Con impaciencia, Gordon Amory cogió la hoja de papel.
—¿Reconoce los nombres?
—Parecen los nombres de algunas de mis antiguas compañeras de clase.
—Cinco mujeres que formaron parte de esta clase han muerto o desaparecido en los últimos veinte años.
—No lo sabía.
—Cuando inicié mi investigación —señaló Perkins—, me quedé muy sorprendido. Todo empezó con Catherine Kane, hace diecinueve años. Su coche se precipitó al río Potomac cuando cursaba primero en la Universidad de George Washington. Cindy Lang desapareció cuando estaba esquiando en Snowbird. Gloria Martin al parecer se suicidó. Debra Parker pilotaba su propio avión y hace seis años se estrelló y murió en el accidente. El mes pasado, Alison Kendall se ahogó en su piscina. ¿Diría usted que su clase tiene muy mala suerte y consideraría la posibilidad de hacer un programa sobre el tema en su cadena de televisión?

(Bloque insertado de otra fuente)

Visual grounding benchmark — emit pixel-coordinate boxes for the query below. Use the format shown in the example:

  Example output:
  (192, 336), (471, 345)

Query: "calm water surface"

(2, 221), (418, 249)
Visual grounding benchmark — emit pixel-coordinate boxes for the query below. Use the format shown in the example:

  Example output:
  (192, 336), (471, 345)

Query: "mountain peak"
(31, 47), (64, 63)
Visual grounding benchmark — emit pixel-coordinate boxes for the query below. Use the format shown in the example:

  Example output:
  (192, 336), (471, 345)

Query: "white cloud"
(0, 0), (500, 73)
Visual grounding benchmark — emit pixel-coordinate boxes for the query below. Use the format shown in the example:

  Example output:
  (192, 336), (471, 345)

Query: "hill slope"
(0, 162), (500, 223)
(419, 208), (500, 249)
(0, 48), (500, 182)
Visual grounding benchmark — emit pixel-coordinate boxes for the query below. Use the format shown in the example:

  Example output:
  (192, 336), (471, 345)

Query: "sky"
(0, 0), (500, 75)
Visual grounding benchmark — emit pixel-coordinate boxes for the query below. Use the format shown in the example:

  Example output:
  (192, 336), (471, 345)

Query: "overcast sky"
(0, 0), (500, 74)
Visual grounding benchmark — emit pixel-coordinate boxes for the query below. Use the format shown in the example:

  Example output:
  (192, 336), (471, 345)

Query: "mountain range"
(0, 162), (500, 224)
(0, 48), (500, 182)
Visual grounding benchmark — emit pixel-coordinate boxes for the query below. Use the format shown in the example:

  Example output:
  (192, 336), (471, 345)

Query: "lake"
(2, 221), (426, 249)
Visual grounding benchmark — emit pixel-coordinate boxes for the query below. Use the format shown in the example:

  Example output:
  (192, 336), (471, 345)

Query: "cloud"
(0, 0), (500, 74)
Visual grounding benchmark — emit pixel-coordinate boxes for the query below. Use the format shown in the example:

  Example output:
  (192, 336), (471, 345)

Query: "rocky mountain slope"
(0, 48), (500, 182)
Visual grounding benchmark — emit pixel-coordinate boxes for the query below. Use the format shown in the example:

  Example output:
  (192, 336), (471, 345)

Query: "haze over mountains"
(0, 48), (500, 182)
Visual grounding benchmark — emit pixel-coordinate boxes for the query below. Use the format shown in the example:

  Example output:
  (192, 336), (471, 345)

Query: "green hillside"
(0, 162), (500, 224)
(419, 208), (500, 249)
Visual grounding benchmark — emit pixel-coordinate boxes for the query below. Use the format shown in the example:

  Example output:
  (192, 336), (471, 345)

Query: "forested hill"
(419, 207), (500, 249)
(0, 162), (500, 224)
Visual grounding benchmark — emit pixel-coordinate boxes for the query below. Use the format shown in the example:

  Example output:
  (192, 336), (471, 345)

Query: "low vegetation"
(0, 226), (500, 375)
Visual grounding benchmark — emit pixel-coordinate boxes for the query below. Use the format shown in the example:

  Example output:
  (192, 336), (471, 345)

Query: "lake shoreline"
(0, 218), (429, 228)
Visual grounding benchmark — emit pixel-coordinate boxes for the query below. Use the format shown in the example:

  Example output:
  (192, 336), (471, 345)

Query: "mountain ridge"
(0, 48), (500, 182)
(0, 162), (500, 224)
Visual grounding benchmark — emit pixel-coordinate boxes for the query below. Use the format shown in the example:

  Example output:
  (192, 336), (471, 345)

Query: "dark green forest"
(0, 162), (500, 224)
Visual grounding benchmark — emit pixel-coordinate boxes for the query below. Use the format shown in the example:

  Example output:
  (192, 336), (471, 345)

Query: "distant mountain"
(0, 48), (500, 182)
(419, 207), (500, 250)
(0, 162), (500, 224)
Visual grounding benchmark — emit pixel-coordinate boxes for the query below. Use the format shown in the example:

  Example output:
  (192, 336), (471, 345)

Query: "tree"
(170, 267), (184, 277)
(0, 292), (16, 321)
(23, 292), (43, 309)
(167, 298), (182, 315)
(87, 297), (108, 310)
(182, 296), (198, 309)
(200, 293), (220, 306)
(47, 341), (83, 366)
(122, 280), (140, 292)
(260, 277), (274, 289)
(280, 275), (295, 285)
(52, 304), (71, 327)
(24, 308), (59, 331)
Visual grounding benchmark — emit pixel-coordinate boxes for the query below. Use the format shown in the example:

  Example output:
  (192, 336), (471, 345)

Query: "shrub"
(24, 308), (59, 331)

—Yo diría más bien que es una clase trágica, y no, no quiero hacer un programa sobre eso. Y ahora, si me disculpas…
—Por supuesto. Solo una pregunta más. ¿Qué significa para usted recibir una medalla de Stonecroft?
Gordon Amory sonrió. Significa que me puedo cagar en tus muertos; que, a pesar de lo desgraciado que me sentí aquí, me he convertido en alguien importante… esto es lo que pensó. Pero lo que dijo fue:
—Significa ver cumplido mi sueño de ser considerado una persona de éxito entre mis compañeros.